In the GNSS receiver, the neural network inputs were produced by a grid of $N_f{N}_c$ correlators that covered the Doppler frequencies and the code delays of the different received replicas. The number of correlators has a major impact on the computational effort and should be kept as small as possible. However, decreasing the number of correlators, in particular those in the frequency domain ($N_f$), tends to negatively affect the performance of the classifier. Good results were obtained for the Doppler range of $\pm 400$ Hz by conducting $N_f=32$ and $N_c=16$.

Since the neural network was trained using Monte Carlo techniques, increased emphasis was placed on the analytic characterization of the cross-correlations between the noise components in the different correlators. It was also found that pre-processing the CNN inputs with a 2D Discrete Fourier Transform enabled significantly improving the detection performance in certain scenarios. The performance achieved with the CNN was compared with the MLP, which was used as a benchmark. In general, the CNN provided better results than the MLP, especially in low-signal-to-noise-ratio conditions. Thus, the CNN was used as the main multipath detection algorithm in the current work. The explanation for the better performance of the CNN compared to the MLP architecture is that the former includes an initial part (convolutional and max-pooling layers) to perform automatic feature extraction before carrying out the classification task. In fact, the CNN may be viewed as a feature extractor followed by a classifier.

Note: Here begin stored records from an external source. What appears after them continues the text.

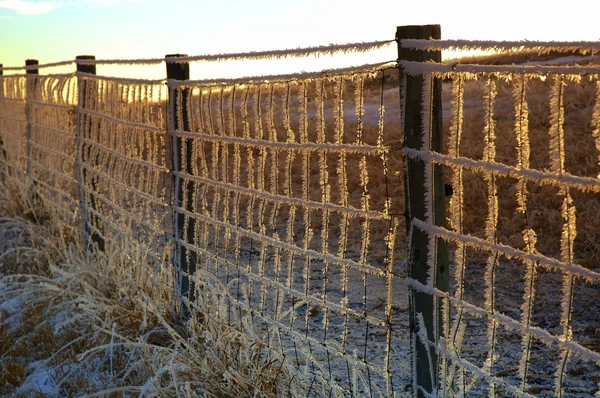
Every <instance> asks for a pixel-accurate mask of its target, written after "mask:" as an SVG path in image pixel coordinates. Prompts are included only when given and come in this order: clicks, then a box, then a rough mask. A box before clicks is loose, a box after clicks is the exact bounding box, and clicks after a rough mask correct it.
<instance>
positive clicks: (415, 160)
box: [396, 25, 449, 396]
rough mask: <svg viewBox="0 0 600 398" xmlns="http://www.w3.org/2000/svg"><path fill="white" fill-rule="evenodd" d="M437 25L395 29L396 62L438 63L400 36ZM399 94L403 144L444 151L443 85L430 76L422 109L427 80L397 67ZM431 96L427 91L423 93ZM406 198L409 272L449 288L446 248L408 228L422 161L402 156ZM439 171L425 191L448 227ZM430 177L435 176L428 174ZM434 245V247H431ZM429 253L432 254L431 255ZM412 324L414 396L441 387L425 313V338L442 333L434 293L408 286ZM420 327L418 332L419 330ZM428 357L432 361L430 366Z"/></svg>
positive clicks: (425, 209) (440, 81) (422, 192)
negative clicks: (431, 279)
mask: <svg viewBox="0 0 600 398" xmlns="http://www.w3.org/2000/svg"><path fill="white" fill-rule="evenodd" d="M440 38H441V29H440V25H425V26H400V27H398V28H397V31H396V39H397V41H398V55H399V57H398V59H399V61H416V62H428V61H429V62H430V61H433V62H441V51H424V50H415V49H407V48H403V47H402V45H401V40H402V39H440ZM399 69H400V95H401V100H402V105H401V106H402V107H403V110H402V112H403V113H402V114H403V116H404V123H403V129H404V147H405V148H413V149H417V150H423V151H429V150H432V151H436V152H441V150H442V97H441V94H442V84H441V79H439V78H434V79H433V82H432V84H431V94H430V95H431V107H430V108H429V109H424V105H425V104H423V101H422V99H423V89H424V88H425V85H424V83H425V80H424V77H423V76H410V75H409V74H407V73H405V71H404V69H403V67H402V65H400V68H399ZM427 95H429V94H427ZM422 117H429V118H430V119H429V121H430V123H429V125H430V127H431V130H430V132H429V133H430V142H429V147H424V148H422V146H423V131H422V130H423V120H422ZM405 167H406V170H405V176H406V180H405V200H406V210H407V233H408V234H410V235H411V236H409V237H408V241H409V242H411V247H409V248H408V249H409V264H408V267H409V272H410V277H411V278H412V279H414V280H417V281H418V282H419V283H421V284H423V285H427V282H428V281H427V279H428V275H432V276H433V277H434V279H433V281H434V282H433V286H434V287H435V288H437V289H439V290H442V291H448V281H449V277H448V275H449V274H448V248H447V244H446V243H445V242H444V241H442V240H441V239H440V238H437V239H435V245H430V244H429V234H428V233H426V232H424V231H421V230H419V229H418V228H416V227H412V226H411V224H412V220H413V219H414V218H416V219H420V220H423V221H424V220H425V218H426V212H427V203H426V194H425V193H426V189H425V186H424V182H425V181H427V180H426V178H425V177H426V175H425V173H426V171H427V168H426V162H425V161H423V160H422V159H412V158H409V157H406V161H405ZM442 174H443V171H442V167H441V166H440V165H434V166H433V176H429V177H430V178H429V181H431V184H430V186H428V187H427V189H428V190H429V191H430V192H432V193H433V195H432V197H433V214H434V215H433V220H431V221H432V222H433V223H434V224H435V225H438V226H445V225H446V206H445V191H444V180H443V175H442ZM431 177H433V178H431ZM431 246H433V247H431ZM430 251H433V253H430ZM430 255H433V258H434V259H435V261H434V263H435V266H434V268H435V269H433V270H430V269H428V261H427V259H428V257H429V256H430ZM409 294H410V304H411V309H410V310H411V314H410V327H411V334H412V337H411V340H412V344H411V347H412V355H413V356H414V358H413V364H414V368H413V373H414V374H413V391H414V393H415V396H425V395H426V394H425V393H424V392H428V393H432V392H434V391H435V390H438V389H439V387H440V386H439V374H440V365H441V362H440V358H439V356H438V355H437V353H436V350H435V347H432V346H431V345H429V344H428V343H427V342H423V341H422V339H420V338H419V336H418V332H419V321H418V318H419V317H420V316H422V317H423V320H424V324H425V329H426V330H425V332H426V335H427V340H428V341H430V342H434V343H436V344H437V343H438V342H439V337H440V336H441V335H442V332H443V327H442V326H443V322H442V319H443V318H442V300H441V299H440V298H436V297H435V296H433V295H431V294H429V293H424V292H419V291H417V290H416V289H411V290H410V293H409ZM423 332H424V331H421V334H423ZM430 361H431V365H432V366H430Z"/></svg>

Depending on the type of the CNN outputs, hard or soft decisions could be utilized. When hard decisions are used, the GNSS signal affected by the multipath aspects is removed from the equation of navigation. The adoption of soft decisions enables implementing an alternative strategy for multipath mitigation, which consists of solving the equation of navigation using a weighted least-squares algorithm (or an extended Kalman filter), with the processing of each GNSS signal being affected by a different weight (or probability) provided by the neural network. The result is a decrease in the receiver’s position, velocity, and timing errors while keeping the number of processed signals unchanged, which may be a significant advantage when the presence of visible satellites has already been reduced.